You could be thinking that he plays less minutes in the fourth; that's what I was thinking, too. But it's not as large of a difference as you might think. Embiid averages 8.3 minutes in the first quarter and 7.9 in the fourth. An average difference of about 24 seconds.

Additionally, Embiid's .409 three-point percentage in the first quarter is by far his best. The closest he comes to that is in the fourth when he shoots 30.2 percent from beyond the arc.

Embiid said that he tries to let the game come to him early on instead of forcing things or going into takeover mode. If that's the case, he might want to let the game come to him more often in the fourth quarter.

Sixers’ center Joel Embiid goes up against former Sixer and current Nets big man Jahlil Okafor during the Sixers’ win on Friday.
STEVEN M. FALK / Staff Photographer
Sixers’ center Joel Embiid goes up against former Sixer and current Nets big man Jahlil Okafor during the Sixers’ win on Friday.

"I think all players have their own rhythm to how they play," Brown said Friday. "Any time Joel is aggressive he's good."

In terms of percentage of shots made, the fourth quarter is actually Embiid's least efficient. Of the 232 shots Embiid has taken in the fourth quarter this season, he has hit 107 of them (46.1 percent). The fourth is also Embiid's least effective defensively. He has a 98.2 defensive rating in the first quarter, compared to 105.1 in the fourth.

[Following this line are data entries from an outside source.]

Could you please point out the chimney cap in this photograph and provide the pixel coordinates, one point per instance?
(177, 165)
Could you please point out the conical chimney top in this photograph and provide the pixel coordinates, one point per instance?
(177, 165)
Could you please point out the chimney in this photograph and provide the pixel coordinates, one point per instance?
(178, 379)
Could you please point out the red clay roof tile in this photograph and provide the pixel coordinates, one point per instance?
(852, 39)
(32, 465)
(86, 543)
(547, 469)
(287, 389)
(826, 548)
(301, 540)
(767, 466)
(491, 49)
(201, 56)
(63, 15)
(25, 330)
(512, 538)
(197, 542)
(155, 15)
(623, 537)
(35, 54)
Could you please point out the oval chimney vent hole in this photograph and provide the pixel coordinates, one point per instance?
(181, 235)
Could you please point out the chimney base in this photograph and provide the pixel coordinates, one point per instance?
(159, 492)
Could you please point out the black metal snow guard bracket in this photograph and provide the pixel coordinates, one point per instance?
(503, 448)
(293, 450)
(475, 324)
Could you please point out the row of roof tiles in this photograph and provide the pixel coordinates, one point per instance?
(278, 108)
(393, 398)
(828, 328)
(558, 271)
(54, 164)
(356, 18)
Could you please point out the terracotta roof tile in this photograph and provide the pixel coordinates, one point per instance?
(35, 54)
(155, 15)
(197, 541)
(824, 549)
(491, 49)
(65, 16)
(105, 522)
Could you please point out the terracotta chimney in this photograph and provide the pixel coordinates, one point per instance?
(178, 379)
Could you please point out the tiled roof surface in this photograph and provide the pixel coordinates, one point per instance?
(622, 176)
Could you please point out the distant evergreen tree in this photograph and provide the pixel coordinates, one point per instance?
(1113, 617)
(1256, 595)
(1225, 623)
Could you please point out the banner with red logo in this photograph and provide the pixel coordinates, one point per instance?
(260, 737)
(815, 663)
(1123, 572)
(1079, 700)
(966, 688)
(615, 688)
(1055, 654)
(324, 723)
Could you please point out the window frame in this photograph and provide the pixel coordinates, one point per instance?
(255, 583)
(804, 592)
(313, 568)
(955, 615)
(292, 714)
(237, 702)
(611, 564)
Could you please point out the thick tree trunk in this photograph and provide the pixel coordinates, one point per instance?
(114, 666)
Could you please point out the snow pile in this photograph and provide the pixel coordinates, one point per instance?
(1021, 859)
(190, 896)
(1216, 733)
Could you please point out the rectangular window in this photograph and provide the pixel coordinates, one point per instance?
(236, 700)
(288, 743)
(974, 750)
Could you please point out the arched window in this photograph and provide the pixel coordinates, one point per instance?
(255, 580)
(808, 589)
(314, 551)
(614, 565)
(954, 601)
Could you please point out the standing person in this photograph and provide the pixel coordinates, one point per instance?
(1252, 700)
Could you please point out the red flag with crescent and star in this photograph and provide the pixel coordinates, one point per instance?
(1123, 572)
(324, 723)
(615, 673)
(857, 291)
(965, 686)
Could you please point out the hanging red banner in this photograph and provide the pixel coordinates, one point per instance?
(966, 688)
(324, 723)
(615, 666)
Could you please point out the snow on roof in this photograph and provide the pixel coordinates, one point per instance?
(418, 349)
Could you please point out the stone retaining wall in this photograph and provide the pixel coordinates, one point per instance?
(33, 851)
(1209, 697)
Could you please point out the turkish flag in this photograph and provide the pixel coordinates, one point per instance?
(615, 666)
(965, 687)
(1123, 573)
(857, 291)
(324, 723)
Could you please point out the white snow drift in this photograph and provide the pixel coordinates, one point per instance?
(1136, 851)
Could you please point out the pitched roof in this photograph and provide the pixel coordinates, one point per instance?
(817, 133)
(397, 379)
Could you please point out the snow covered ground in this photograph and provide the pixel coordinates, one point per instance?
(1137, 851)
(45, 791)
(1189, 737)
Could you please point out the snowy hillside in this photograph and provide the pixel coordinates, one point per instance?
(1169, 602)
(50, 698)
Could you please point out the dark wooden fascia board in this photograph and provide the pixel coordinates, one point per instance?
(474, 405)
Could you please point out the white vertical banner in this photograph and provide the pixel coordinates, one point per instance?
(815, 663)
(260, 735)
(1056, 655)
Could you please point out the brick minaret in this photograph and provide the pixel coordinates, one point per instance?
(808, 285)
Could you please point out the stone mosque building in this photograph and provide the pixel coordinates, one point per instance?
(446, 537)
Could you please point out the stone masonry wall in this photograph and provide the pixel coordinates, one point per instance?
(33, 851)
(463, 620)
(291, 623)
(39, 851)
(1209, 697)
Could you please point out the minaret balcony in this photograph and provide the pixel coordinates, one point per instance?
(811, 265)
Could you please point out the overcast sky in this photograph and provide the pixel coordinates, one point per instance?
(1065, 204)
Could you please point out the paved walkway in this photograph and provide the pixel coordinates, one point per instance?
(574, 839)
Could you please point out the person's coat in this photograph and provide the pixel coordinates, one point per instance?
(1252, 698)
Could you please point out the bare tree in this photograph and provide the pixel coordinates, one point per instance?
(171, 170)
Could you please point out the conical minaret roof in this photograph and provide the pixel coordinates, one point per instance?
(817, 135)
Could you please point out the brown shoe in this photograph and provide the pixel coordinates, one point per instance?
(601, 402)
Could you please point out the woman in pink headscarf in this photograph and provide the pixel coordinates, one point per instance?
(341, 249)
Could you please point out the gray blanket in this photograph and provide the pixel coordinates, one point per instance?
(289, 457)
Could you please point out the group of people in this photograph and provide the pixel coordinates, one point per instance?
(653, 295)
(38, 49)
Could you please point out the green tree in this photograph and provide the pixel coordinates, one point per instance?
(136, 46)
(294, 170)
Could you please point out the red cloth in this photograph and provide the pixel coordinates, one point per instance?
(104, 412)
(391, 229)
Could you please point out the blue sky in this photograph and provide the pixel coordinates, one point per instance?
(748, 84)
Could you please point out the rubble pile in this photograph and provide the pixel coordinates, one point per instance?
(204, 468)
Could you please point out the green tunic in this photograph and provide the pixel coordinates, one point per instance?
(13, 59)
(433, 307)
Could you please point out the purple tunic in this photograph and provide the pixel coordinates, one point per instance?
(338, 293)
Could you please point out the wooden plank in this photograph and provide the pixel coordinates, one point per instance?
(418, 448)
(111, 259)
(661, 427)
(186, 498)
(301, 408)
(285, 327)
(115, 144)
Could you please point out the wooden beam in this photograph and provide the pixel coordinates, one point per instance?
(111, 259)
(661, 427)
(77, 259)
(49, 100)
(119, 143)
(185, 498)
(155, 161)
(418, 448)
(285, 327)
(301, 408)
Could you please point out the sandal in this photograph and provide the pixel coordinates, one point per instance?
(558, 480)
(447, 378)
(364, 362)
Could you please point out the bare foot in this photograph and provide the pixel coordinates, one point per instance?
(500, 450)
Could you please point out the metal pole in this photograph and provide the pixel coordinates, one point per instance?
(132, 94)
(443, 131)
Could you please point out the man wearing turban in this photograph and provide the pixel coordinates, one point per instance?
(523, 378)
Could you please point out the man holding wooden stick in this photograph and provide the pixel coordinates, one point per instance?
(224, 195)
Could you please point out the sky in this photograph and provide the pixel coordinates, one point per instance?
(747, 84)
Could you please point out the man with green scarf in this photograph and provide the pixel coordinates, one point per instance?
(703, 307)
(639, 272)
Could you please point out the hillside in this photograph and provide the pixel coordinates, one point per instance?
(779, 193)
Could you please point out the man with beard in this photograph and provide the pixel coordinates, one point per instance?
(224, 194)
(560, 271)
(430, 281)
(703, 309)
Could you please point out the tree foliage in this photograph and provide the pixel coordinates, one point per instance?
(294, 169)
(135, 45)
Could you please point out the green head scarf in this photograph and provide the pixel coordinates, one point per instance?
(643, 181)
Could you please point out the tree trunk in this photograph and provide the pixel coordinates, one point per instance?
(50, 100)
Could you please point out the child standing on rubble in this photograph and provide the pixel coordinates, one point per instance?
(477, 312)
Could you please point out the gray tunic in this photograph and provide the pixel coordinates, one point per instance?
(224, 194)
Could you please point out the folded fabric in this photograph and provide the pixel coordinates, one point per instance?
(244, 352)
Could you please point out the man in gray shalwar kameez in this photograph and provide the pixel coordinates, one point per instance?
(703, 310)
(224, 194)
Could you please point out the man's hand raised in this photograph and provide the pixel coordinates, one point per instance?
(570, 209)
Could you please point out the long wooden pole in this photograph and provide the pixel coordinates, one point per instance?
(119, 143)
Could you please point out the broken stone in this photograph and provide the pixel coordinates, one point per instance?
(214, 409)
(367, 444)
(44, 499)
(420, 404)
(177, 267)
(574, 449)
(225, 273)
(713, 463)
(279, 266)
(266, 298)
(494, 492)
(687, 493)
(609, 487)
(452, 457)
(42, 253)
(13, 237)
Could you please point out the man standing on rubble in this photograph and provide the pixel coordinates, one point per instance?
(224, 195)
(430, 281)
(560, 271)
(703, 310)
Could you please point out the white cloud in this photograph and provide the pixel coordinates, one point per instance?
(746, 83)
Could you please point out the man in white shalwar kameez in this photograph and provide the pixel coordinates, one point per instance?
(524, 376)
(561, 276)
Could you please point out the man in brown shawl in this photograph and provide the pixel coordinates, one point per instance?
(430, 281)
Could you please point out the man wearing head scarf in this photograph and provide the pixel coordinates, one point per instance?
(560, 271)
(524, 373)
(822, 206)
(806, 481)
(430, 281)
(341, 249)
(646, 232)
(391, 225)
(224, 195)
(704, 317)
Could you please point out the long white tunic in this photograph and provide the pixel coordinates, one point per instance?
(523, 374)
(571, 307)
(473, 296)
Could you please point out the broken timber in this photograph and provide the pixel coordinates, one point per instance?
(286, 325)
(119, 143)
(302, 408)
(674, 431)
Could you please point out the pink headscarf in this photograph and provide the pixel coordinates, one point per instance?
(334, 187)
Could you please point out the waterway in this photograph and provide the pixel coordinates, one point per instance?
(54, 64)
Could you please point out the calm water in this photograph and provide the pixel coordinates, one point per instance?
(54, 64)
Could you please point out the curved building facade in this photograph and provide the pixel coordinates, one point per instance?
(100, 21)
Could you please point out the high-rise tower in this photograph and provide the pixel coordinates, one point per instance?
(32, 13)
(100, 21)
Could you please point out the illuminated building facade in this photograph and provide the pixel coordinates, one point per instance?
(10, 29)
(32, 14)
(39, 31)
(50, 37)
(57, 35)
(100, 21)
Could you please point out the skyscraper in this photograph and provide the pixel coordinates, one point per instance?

"That's the special part about our team," Ben Simmons said earlier this week. "It might not be Jo, it might not be me, or JJ [Redick]. It could be T.J. [McConnell] that comes in and makes big plays."

None of Embiid's numbers are bad. He averages a double-double of 23.6 points and 11.1 rebounds per game, and is by far the Sixers' leading scorer, most dependable player, and most imposing defensive threat.

With the first and third quarters being Embiid's most efficient, fatigue is the most probably culprit of the drop in numbers in the second and fourth periods. That's understandable — and expected.

Embiid has been banged up and bandaged throughout the season and playing the most basketball of his life. He has played in more games and for longer stretches than anyone anticipated and has proven to be one of the better players in the league.

It is only Embiid's second season, and really his first full season in the NBA. But for the argument of growth's sake, if he wants to be considered one of the best, fourth-quarter domination has to be realized.